Legislators expect a big push over the weekend to fill in specific details and ready the remaining tax and spending bills for final votes next week. A borrowing plan for construction projects, known as the bonding bill, will be unveiled in the Senate on Monday and put on a fast track.
The agreement among Democratic House and Senate majorities would allow for $103 million more in tax breaks on top of the $447 million already enacted this year. Some could go to homeowners, renters and farmers as property tax relief.
There is also $293 million in spending on new initiatives and shoring up existing programs. That could range from raises for long-term care workers, to extra staffing in state prisons, to grants for laying high-speed broadband cables in areas without reliable Internet connections.
Senate Minority Leader David Hann, R-Eden Prairie, said the additional spending comes at the expense of greater tax cuts that his side wanted.
"The proportion is out of whack," Hann said.
Another $200 million in cash would fund extra construction projects that lawmakers can't fit into a bill that would authorize a bond sale of about $850 million.
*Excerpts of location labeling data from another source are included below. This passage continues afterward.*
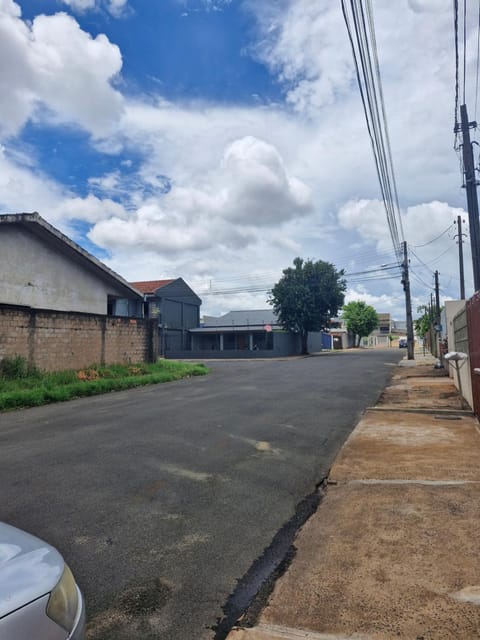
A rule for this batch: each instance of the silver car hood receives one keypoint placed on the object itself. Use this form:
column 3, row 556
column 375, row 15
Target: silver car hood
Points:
column 29, row 568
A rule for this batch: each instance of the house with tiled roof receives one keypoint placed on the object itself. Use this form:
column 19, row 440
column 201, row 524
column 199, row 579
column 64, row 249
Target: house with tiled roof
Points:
column 176, row 307
column 44, row 269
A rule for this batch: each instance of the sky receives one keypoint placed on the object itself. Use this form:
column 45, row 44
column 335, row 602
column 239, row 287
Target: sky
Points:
column 216, row 140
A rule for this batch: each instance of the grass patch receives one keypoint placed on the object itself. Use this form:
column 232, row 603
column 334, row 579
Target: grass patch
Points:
column 20, row 387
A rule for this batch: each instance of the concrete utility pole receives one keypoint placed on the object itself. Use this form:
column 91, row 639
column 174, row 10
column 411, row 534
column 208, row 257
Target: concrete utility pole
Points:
column 408, row 303
column 460, row 257
column 471, row 188
column 437, row 317
column 437, row 299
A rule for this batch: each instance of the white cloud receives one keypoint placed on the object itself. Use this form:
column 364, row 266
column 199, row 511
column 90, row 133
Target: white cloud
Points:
column 52, row 69
column 250, row 186
column 248, row 190
column 116, row 8
column 80, row 5
column 305, row 43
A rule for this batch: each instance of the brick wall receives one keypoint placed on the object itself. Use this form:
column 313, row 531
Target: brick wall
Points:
column 56, row 340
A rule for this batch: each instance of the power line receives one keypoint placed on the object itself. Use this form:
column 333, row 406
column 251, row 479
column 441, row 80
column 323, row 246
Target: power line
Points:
column 419, row 246
column 478, row 62
column 464, row 47
column 361, row 33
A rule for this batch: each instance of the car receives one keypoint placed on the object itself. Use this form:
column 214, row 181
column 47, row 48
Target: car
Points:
column 39, row 598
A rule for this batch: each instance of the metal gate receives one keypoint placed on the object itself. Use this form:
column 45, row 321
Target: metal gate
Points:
column 473, row 324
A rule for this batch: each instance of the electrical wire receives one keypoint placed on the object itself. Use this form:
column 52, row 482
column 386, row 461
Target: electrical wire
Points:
column 419, row 246
column 478, row 62
column 361, row 33
column 464, row 47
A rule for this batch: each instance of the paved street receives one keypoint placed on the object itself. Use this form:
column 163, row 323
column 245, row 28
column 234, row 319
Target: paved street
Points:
column 161, row 498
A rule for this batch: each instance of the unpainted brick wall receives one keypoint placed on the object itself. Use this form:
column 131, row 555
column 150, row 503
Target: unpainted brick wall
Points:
column 56, row 340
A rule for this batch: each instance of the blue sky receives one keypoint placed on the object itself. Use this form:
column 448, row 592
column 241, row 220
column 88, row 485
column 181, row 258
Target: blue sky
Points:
column 216, row 140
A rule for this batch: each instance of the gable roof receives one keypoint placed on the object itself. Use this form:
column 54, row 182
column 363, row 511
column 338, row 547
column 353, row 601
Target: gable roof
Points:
column 35, row 224
column 150, row 286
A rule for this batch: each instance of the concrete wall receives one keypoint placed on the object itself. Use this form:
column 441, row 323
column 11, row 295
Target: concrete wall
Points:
column 37, row 275
column 457, row 335
column 56, row 340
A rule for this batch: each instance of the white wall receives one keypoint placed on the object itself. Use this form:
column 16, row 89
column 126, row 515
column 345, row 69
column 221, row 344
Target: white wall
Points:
column 34, row 274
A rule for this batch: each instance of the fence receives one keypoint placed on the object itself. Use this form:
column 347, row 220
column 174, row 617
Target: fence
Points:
column 473, row 346
column 56, row 340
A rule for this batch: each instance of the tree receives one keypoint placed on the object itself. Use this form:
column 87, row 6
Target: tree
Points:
column 360, row 318
column 307, row 296
column 423, row 323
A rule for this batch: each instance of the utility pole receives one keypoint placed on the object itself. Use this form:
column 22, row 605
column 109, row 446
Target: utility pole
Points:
column 437, row 299
column 471, row 188
column 437, row 319
column 408, row 303
column 460, row 258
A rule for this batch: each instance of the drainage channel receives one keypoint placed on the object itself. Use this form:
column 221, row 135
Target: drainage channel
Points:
column 253, row 590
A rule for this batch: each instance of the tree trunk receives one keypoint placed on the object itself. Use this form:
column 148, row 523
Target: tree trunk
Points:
column 304, row 337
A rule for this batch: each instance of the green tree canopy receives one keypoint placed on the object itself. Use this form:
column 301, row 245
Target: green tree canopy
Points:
column 360, row 319
column 307, row 296
column 423, row 323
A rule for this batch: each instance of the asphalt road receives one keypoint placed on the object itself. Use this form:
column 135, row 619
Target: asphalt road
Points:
column 161, row 498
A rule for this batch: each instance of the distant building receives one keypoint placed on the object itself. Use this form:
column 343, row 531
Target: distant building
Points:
column 176, row 307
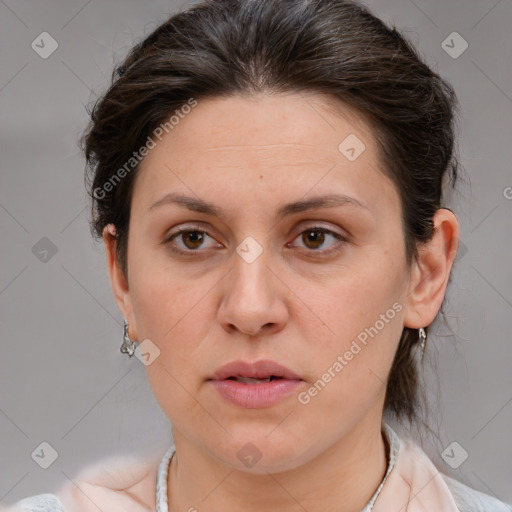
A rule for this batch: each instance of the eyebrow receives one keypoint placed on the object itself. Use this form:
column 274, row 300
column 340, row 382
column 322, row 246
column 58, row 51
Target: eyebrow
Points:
column 198, row 205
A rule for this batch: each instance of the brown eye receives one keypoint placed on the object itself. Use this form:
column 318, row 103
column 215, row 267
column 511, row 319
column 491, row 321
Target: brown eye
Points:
column 317, row 239
column 313, row 238
column 192, row 239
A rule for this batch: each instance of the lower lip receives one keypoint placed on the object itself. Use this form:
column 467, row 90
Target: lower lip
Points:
column 256, row 396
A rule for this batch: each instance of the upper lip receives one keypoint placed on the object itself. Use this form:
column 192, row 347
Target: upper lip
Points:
column 257, row 370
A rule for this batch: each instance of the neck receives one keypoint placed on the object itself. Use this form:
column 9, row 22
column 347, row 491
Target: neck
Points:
column 342, row 478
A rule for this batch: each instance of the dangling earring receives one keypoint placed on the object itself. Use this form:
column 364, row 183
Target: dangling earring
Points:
column 128, row 346
column 422, row 338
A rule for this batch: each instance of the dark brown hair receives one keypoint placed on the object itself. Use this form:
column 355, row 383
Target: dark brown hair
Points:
column 336, row 48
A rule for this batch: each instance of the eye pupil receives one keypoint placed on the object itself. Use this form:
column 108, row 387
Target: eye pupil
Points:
column 314, row 235
column 195, row 236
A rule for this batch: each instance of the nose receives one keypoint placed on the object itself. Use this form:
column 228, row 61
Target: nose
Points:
column 254, row 300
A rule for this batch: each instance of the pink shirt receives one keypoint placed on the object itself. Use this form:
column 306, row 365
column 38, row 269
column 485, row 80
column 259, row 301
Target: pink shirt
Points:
column 412, row 484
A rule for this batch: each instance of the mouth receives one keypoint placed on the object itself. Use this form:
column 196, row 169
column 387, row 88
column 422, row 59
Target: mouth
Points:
column 255, row 385
column 251, row 380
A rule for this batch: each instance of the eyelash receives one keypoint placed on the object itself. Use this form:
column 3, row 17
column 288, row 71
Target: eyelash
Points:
column 190, row 229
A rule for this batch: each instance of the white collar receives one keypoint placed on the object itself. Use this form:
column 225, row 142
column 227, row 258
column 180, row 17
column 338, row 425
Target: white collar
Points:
column 163, row 470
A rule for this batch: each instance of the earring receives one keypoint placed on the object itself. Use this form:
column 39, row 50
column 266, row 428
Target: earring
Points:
column 128, row 346
column 422, row 338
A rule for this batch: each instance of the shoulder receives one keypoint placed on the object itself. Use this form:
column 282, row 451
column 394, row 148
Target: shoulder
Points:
column 471, row 500
column 39, row 503
column 116, row 483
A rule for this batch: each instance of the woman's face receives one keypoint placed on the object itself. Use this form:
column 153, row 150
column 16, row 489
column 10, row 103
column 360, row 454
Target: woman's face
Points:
column 259, row 280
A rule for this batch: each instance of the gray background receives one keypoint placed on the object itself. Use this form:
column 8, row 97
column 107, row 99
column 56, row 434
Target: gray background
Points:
column 62, row 377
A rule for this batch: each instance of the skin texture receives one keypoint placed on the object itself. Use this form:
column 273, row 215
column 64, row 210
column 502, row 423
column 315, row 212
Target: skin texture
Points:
column 297, row 304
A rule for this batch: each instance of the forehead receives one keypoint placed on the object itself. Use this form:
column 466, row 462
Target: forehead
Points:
column 282, row 146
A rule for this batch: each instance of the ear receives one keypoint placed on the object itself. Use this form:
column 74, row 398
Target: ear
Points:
column 430, row 272
column 118, row 280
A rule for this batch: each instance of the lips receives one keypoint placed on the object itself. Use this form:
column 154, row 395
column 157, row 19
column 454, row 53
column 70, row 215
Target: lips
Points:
column 263, row 370
column 256, row 385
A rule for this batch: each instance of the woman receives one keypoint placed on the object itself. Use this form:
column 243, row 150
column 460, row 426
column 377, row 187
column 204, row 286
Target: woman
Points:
column 267, row 178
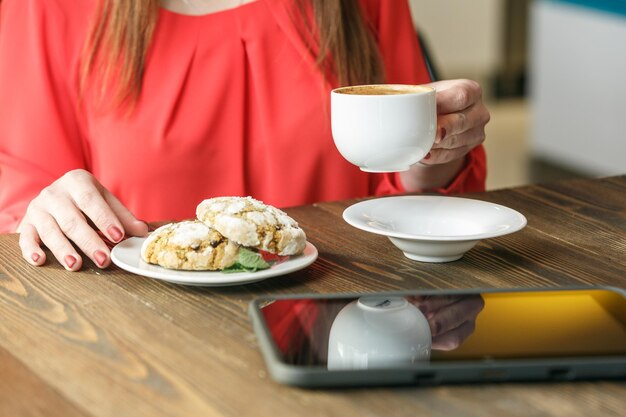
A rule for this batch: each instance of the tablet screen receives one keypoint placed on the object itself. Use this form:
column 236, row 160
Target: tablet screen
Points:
column 383, row 331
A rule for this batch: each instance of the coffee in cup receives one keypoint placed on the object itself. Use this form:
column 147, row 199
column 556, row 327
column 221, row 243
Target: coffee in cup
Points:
column 383, row 127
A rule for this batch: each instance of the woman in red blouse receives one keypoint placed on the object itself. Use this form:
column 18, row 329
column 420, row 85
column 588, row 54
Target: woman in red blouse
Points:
column 111, row 113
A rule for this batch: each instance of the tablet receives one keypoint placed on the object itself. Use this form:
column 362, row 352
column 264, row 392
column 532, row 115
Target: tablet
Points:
column 437, row 337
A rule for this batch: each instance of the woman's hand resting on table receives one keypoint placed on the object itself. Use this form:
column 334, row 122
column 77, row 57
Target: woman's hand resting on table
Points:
column 461, row 120
column 68, row 214
column 452, row 319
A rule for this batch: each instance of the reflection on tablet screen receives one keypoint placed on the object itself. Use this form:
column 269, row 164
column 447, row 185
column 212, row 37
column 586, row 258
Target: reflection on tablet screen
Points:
column 378, row 332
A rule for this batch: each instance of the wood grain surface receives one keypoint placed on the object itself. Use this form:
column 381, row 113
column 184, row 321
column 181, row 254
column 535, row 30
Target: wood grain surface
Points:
column 109, row 343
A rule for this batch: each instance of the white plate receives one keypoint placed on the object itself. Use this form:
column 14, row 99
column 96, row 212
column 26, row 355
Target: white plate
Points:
column 434, row 228
column 127, row 255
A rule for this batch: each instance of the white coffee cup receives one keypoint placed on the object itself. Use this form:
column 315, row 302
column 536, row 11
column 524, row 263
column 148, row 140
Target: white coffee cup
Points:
column 383, row 127
column 378, row 332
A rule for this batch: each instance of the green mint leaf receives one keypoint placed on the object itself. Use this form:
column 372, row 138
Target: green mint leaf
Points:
column 247, row 261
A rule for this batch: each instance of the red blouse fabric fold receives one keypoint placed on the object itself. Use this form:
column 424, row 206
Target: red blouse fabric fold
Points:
column 232, row 104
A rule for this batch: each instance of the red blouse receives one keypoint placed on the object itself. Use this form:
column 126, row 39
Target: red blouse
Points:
column 232, row 104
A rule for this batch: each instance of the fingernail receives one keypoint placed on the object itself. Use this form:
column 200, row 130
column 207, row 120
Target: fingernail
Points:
column 69, row 261
column 115, row 233
column 442, row 134
column 100, row 257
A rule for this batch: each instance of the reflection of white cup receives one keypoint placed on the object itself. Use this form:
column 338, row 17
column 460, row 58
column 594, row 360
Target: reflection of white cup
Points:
column 385, row 127
column 378, row 332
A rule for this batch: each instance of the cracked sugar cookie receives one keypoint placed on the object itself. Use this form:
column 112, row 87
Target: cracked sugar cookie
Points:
column 189, row 245
column 251, row 223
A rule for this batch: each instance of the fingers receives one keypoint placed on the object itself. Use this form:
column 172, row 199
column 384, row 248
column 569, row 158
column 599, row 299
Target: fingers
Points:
column 454, row 338
column 52, row 236
column 75, row 227
column 451, row 319
column 87, row 196
column 63, row 217
column 452, row 125
column 30, row 244
column 456, row 95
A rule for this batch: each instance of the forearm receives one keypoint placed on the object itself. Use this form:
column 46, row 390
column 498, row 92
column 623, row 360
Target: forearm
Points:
column 422, row 178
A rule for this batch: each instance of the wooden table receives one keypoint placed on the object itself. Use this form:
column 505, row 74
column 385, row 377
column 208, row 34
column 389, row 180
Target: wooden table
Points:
column 108, row 343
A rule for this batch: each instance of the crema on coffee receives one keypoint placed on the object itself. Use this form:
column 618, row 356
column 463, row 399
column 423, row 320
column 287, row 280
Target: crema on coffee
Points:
column 382, row 90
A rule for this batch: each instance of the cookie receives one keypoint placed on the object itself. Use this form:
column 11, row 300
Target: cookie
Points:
column 189, row 245
column 251, row 223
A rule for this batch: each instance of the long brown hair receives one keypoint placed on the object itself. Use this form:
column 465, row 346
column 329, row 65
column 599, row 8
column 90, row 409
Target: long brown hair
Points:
column 121, row 32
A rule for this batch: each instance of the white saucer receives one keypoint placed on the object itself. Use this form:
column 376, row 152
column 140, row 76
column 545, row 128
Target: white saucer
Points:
column 434, row 228
column 127, row 255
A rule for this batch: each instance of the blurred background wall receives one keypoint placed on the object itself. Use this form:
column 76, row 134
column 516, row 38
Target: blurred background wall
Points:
column 553, row 73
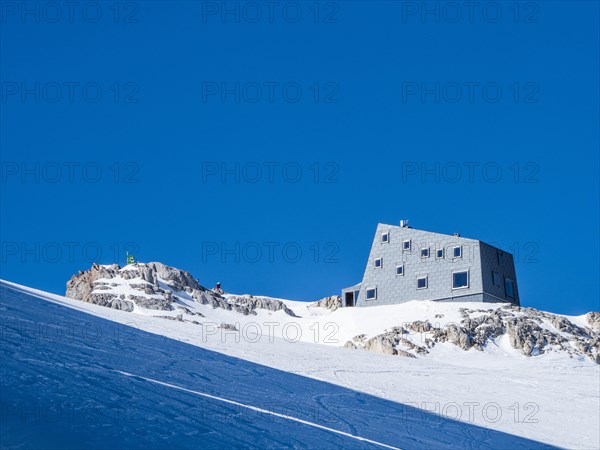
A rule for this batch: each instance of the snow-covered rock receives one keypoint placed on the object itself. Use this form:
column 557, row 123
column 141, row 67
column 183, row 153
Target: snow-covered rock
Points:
column 528, row 330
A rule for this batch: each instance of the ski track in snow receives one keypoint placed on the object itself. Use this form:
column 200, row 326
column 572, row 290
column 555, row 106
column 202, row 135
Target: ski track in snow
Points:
column 261, row 410
column 289, row 409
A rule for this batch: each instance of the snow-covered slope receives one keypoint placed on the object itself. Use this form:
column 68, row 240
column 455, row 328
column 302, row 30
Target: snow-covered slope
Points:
column 413, row 329
column 322, row 396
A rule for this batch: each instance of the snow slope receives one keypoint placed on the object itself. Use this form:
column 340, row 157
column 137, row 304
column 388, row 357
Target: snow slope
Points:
column 286, row 393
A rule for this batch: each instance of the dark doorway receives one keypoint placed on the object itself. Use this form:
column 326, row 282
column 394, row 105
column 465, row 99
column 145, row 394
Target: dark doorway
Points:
column 349, row 298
That means more than $1 billion in public works projects would come out of the session, as long as Democrats can recruit a small number of Republicans to achieve the supermajorities required to authorize the new debt.
The spending on permanent programs approved this year balloons in the years to come. And while the state has a projected surplus through 2017, the plan will consumes most of what is available later on.
The deal presumes that $400 million will be shifted into a health care account in the next two-year budget to offset costs related to the MinnesotaCare insurance program for the working poor. Without it, that account was at risk of drying up, and lawmakers would have had to consider reducing eligibility for the subsidized coverage.
As part of an earlier bill signed into law, $150 million was added to the state's rainy-day reserves that can be tapped during future economic downturns.
Lawmakers have until May 19 to finish, though an early adjournment is a clear goal. Bakk said he's getting pressure to have the session finished by next weekend.
"A lot of people have come to me here and asked me to get out of here by the fishing opener and by Mother's Day," he said.